近年、市場に新規登場するコインの需要はますます高まっています。というのも、そうしたコインは年々入手が難しくなっているからです。2026年3月に行われたStack's Bowers Galleriesのオークションでは、その品質の高さに多くの専門家が驚きました。
あるディーラーは、オークション戦略を練ることに集中しすぎて会場の他のことに気が回らなかったと語り、別のコレクターは数十万ドル級のコインを複数点検してほしいと依頼してきました。やはり最大の関心は「品質」です。
多くのコインは数十年間市場に出ていなかったものや、これまで知られていなかったものも含まれていました。その中でも特に注目を集めたのが、NGC MS67+★の1907年ロールドエッジ $10インディアン金貨です。サテンのような光沢に加え、オレンジ・緑・黄色の鮮やかな色彩を持つ素晴らしい個体でした。NGCの★は「特に優れた見た目」を示すもので、このコインはまさにそれにふさわしいものでした。

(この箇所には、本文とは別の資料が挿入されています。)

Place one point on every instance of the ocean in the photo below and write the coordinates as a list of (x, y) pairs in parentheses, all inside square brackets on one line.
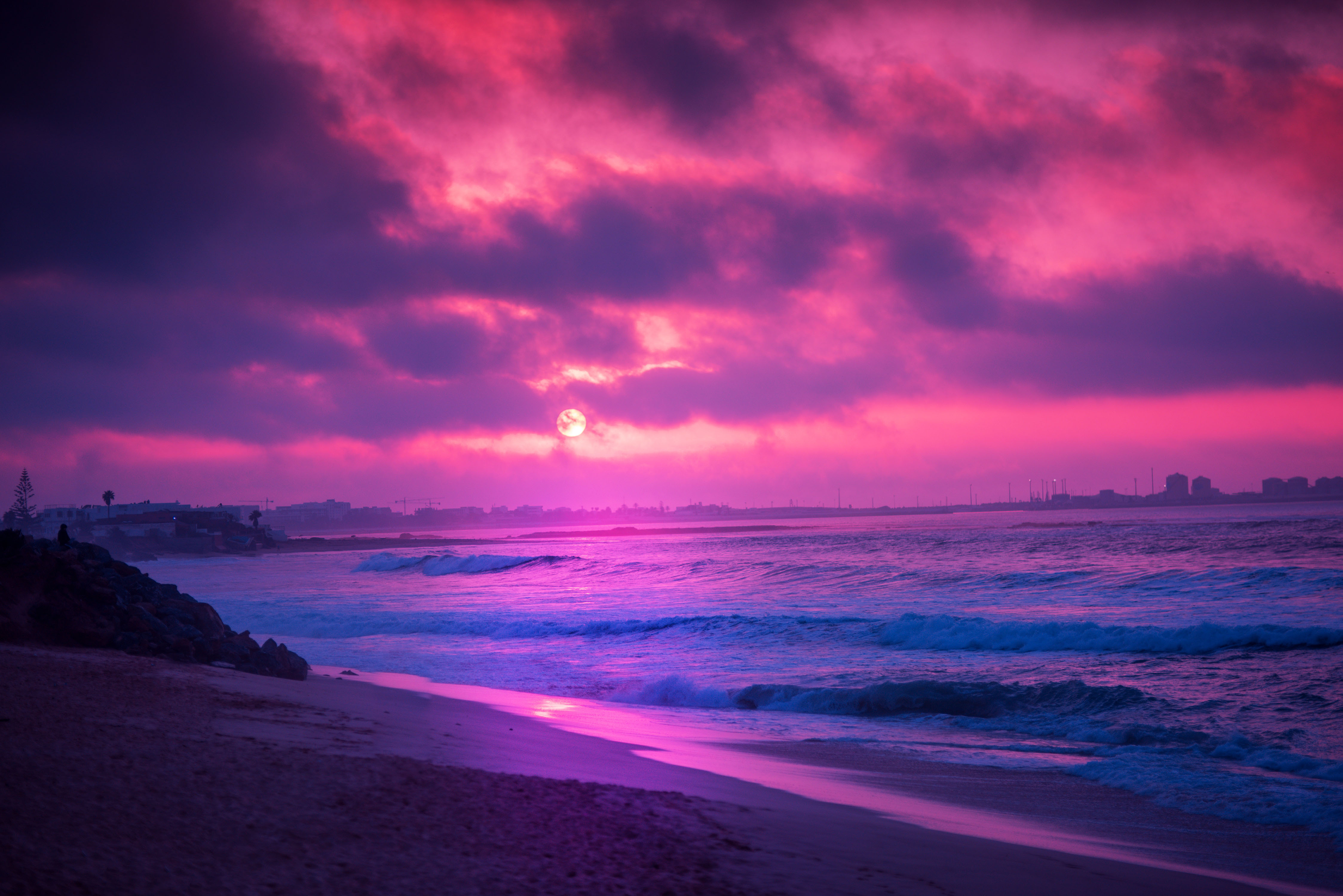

このコインは63万ドルで落札され、筆者の顧客は惜しくも落札を逃しました。
〇フレッシュコインが求められる理由
ディーラーやコレクターはフレッシュなコインを強く求めています。コインショーでは「新しいものがない」という不満がよく聞かれます。
なぜフレッシュコインが魅力的なのか?
その一因は心理的なものです。
他の誰も見ていない → 先行者利益がある
他のプロが見送った形跡がない → 安心感がある
逆に、他人がすでに見送ったコインだと「何か問題があるのでは?」と疑念が生じます。
〇“最初の一人”効果
自分が最初の買い手だと確信できると、そのコインの魅力は一気に高まります。
実際、「最初に見られる機会」だけで数百万ドルの取引が成立することもあります。
〇オークションでの熱狂
長年市場に出ていなかった遺産コレクションなどが無条件オークションに出ると、入札競争が激化します。
数十年ぶりに市場に出る
一生に一度しかチャンスがない
こうした要素が価格を押し上げます。
例えば、1907年インディアンヘッド・ダブルイーグルのパターン貨は1984年以降公開されておらず、次に市場に出るのは何十年後か分かりません。
〇「完全オリジナル」の価値
フレッシュコインは、
未加工(未クリーニング)
オリジナルの状態(original skin)
である可能性が高く、これが非常に重要視されています。
著名コレクション(例:ニューマンやスタック)の場合、
「長年市場に出ていない」という事実だけでプレミアムが付きます。
〇リスクと戦略
一方で、完全オリジナルのコインを購入して「ディップ(洗浄)」して価値を上げようとするディーラーもいますが、これはリスクの高い行為です。
ただし「フレッシュ」であることが、そのリスクを取る動機にもなります。
〇結論
フレッシュコインとは単なる「新しい出物」ではなく、
・心理的優位性
・希少性
・オリジナル性
を兼ね備えた特別な存在です。
だからこそ、市場で非常に高く評価されるのです。